I need to get out of here. I’m disgusting. How can I be with Manuel now? How can I even live with myself ?
And then, I hear the voice again—
Remember when Henry’s face popped into your mind while you were kissing Manuel?
Of course I do. One does not simply forget the reawakening of something you thought was gone forever.
You thought we were gone forever.
You thought you were rid of us.
You’ll never be rid of us, Eliot.
We’re part of you.
We live inside your mind. Everywhere you go, you bring us with you.
Everywhere you go, so do we.
I close out the articles. I sprint out of the office, back down the stairs, out the front door, and into my car. I do not text Manuel goodbye. I do not deserve to text him goodbye. I do not deserve anything.

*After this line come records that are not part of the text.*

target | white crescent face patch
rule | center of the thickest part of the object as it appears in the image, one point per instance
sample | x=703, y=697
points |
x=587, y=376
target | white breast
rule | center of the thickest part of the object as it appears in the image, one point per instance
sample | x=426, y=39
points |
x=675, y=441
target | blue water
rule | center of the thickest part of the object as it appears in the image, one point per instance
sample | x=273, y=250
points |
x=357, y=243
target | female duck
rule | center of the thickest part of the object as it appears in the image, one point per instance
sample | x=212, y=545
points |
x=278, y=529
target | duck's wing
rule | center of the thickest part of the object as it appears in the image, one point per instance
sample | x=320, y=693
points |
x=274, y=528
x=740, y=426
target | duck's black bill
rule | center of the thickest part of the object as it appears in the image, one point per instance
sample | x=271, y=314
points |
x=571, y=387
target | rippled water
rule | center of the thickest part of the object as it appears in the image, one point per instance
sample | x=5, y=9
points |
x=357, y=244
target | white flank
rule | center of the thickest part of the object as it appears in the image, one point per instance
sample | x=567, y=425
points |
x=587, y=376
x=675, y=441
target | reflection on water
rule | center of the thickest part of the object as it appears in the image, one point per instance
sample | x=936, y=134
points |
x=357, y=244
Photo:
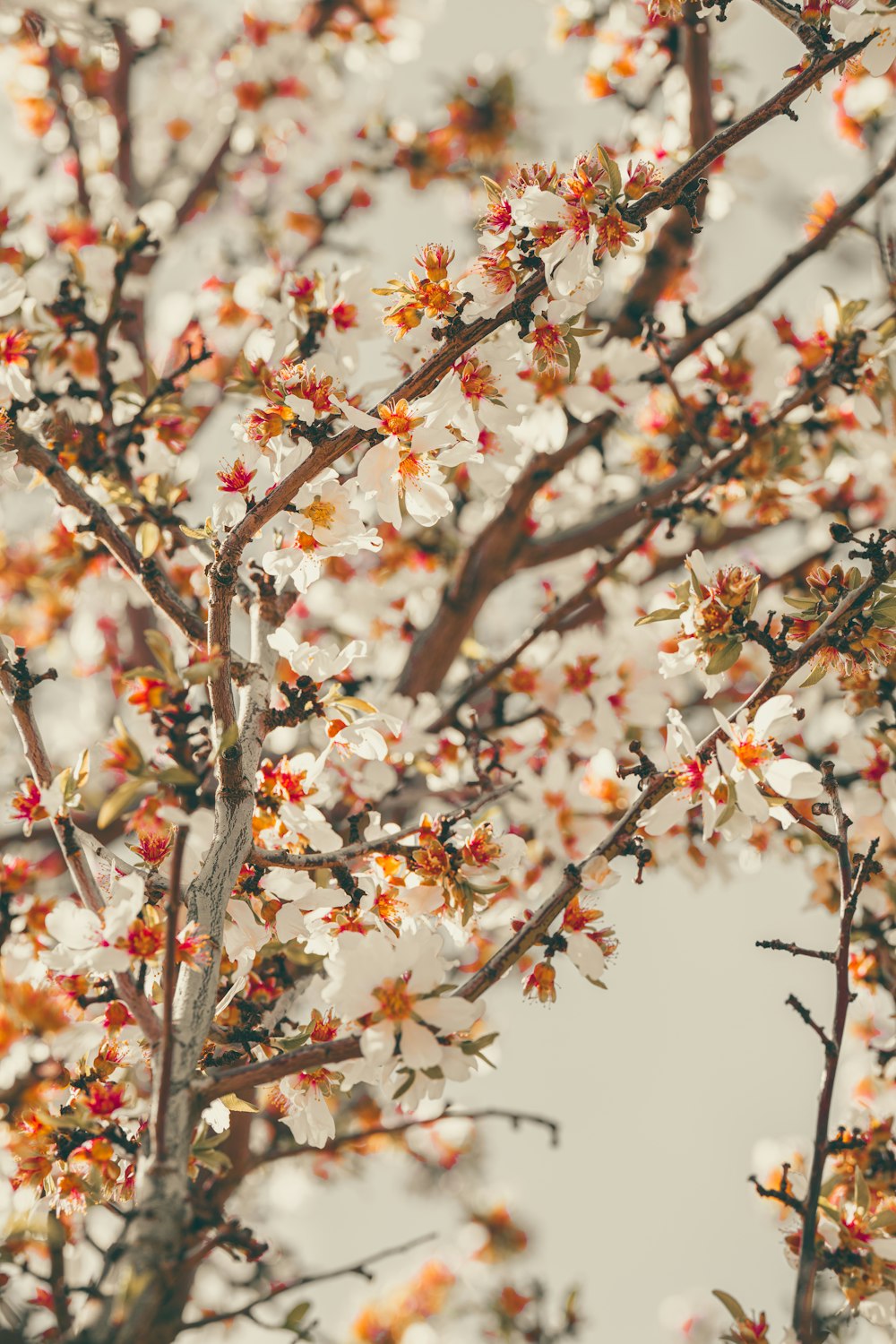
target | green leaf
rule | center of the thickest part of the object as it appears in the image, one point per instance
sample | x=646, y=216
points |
x=662, y=613
x=573, y=354
x=234, y=1102
x=613, y=171
x=177, y=774
x=297, y=1316
x=147, y=539
x=117, y=801
x=161, y=652
x=801, y=604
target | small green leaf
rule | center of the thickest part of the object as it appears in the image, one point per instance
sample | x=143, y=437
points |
x=117, y=801
x=234, y=1102
x=723, y=659
x=297, y=1316
x=731, y=1304
x=662, y=613
x=177, y=774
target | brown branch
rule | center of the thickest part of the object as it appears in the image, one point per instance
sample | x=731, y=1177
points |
x=222, y=1081
x=804, y=1314
x=362, y=1136
x=360, y=1268
x=54, y=80
x=780, y=1193
x=58, y=1289
x=383, y=844
x=670, y=252
x=169, y=981
x=204, y=185
x=841, y=218
x=793, y=19
x=15, y=687
x=120, y=104
x=670, y=191
x=145, y=573
x=559, y=617
x=777, y=945
x=618, y=518
x=489, y=561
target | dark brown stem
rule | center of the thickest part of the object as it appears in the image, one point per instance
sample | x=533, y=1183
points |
x=804, y=1316
x=145, y=573
x=169, y=981
x=360, y=1268
x=16, y=693
x=841, y=218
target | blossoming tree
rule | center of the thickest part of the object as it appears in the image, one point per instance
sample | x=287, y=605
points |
x=333, y=645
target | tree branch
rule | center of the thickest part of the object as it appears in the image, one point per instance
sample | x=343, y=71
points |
x=15, y=687
x=841, y=218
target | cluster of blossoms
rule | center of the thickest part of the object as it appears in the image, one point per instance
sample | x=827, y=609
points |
x=379, y=723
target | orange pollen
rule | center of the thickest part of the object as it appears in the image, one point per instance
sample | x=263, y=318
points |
x=394, y=999
x=397, y=418
x=411, y=467
x=751, y=753
x=689, y=777
x=320, y=513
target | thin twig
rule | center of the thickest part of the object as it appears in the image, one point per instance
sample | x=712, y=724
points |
x=360, y=1268
x=169, y=980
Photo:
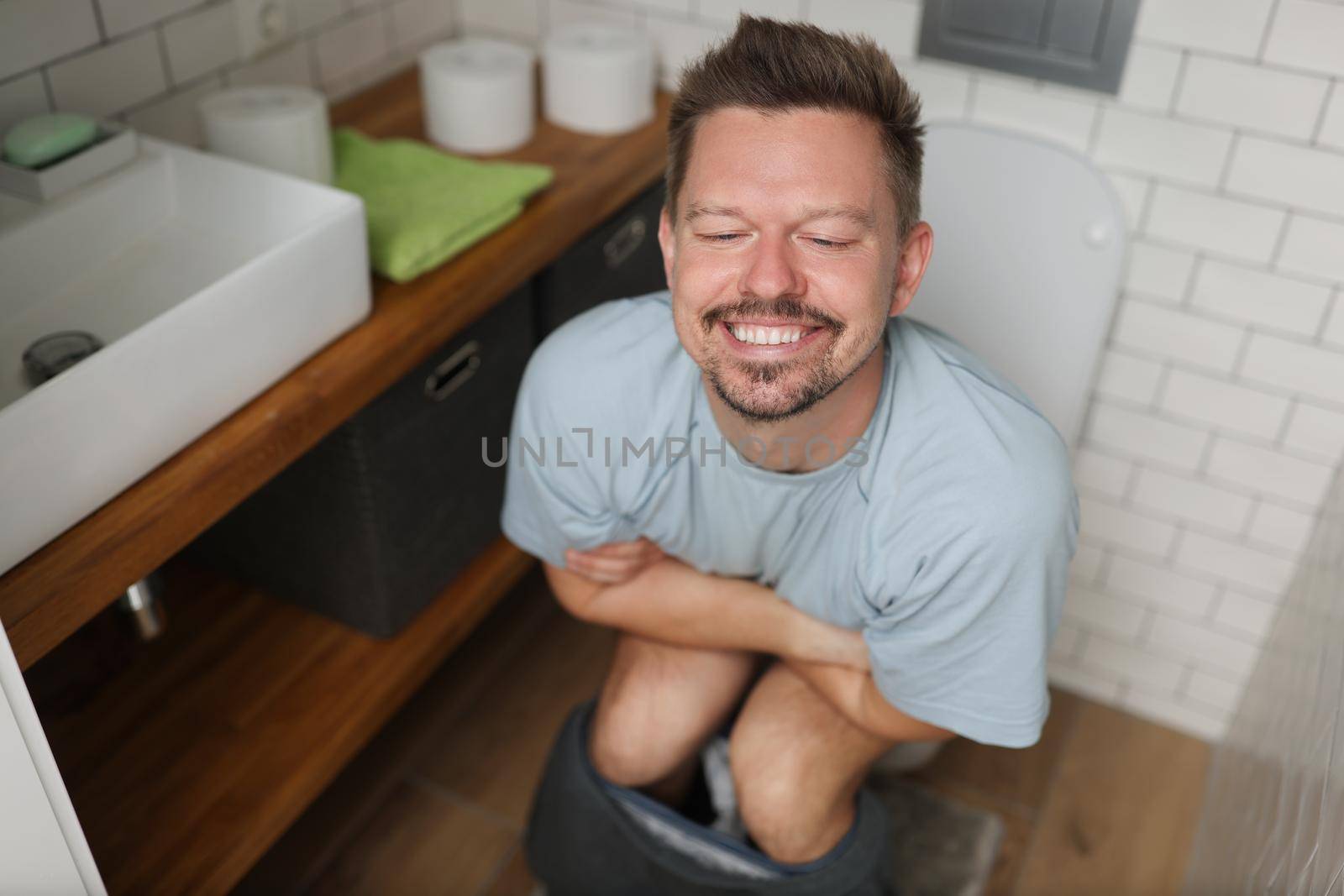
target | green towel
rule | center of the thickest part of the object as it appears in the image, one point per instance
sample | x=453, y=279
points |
x=425, y=206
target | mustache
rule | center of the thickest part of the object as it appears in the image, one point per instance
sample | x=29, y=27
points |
x=788, y=308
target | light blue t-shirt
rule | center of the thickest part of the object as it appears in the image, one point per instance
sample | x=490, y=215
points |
x=945, y=535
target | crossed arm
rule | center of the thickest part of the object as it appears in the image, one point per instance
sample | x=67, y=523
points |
x=635, y=587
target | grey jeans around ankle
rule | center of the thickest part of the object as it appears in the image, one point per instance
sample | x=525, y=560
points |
x=584, y=841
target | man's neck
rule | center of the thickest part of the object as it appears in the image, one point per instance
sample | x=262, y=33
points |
x=835, y=423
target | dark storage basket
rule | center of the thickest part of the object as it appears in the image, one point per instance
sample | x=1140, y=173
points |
x=617, y=259
x=373, y=523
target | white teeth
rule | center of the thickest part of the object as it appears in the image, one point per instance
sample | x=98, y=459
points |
x=768, y=335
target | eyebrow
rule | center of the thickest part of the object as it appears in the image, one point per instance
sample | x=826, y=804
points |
x=853, y=214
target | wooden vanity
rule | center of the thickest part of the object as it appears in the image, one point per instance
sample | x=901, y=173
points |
x=188, y=766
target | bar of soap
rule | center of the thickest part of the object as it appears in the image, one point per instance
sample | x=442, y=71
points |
x=44, y=139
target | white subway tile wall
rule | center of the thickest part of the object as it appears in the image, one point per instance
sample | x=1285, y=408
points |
x=150, y=62
x=1218, y=409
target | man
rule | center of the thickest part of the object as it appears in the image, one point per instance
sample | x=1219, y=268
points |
x=796, y=504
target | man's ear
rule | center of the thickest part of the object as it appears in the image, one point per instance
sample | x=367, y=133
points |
x=667, y=241
x=911, y=266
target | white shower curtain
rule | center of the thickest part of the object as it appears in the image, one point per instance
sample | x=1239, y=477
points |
x=1273, y=815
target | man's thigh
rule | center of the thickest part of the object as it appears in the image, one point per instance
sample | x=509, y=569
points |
x=660, y=703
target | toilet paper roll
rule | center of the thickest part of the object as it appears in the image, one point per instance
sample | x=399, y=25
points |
x=282, y=128
x=597, y=78
x=479, y=94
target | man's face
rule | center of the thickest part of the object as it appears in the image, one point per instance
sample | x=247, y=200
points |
x=784, y=264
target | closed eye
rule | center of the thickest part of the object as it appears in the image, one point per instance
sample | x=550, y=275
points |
x=830, y=244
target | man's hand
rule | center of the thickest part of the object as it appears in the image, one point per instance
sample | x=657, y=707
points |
x=615, y=562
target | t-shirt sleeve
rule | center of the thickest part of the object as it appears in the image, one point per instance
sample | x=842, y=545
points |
x=554, y=493
x=961, y=633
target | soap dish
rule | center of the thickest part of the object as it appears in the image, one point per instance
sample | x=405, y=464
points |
x=116, y=147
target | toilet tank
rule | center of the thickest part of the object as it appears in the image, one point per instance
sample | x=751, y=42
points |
x=1028, y=244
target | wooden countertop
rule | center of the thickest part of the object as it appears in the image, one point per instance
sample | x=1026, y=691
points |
x=64, y=584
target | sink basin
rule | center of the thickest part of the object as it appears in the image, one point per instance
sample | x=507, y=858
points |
x=206, y=280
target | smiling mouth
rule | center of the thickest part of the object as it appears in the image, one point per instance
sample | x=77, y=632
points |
x=757, y=333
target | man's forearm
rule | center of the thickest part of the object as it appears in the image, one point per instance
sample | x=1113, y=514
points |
x=855, y=696
x=669, y=600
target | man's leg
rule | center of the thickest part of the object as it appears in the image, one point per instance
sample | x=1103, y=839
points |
x=797, y=765
x=659, y=705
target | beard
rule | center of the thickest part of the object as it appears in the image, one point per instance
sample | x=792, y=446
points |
x=774, y=391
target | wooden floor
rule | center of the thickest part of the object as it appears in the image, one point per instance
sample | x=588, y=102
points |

I drive home. I drive fast, like I’m being chased. I lock myself in my bedroom.
I inhale and exhale. I try to forget what just happened.
I saw a naked child, felt a pulse down there , a string of frantic Google searches, a spiral, a spiral, a vicious spiral into a place I never wanted to go.
“Oh fuck,” I whisper. “Fuck, fuck, fuck, fuck.”
Pedophile.
Disgusting.
Evil.
My phone dings, presumably with a text from Manuel.
Pedophile.
Disgusting.
Evil.
My parents are already asleep. Tomorrow, they’ll get up late and go to church. They’ll stay all morning. Mom likes to attend the post-service social and soak up the attention of the other pseudo-religious attendees. I imagine for a moment what it would be like to go with them. Mom would be thrilled. I can already imagine the way her face would light up. How her cheeks would balloon, her eyes widen, the same eyes she gave to me, to all of us. To Henry, once. Could I go with them? Absolutely. But I won’t. I can’t.
And besides—it’s not like I believe in God, anyway.
—
MANUEL CALLS ME THIRTY TIMES that night. I ignore every one.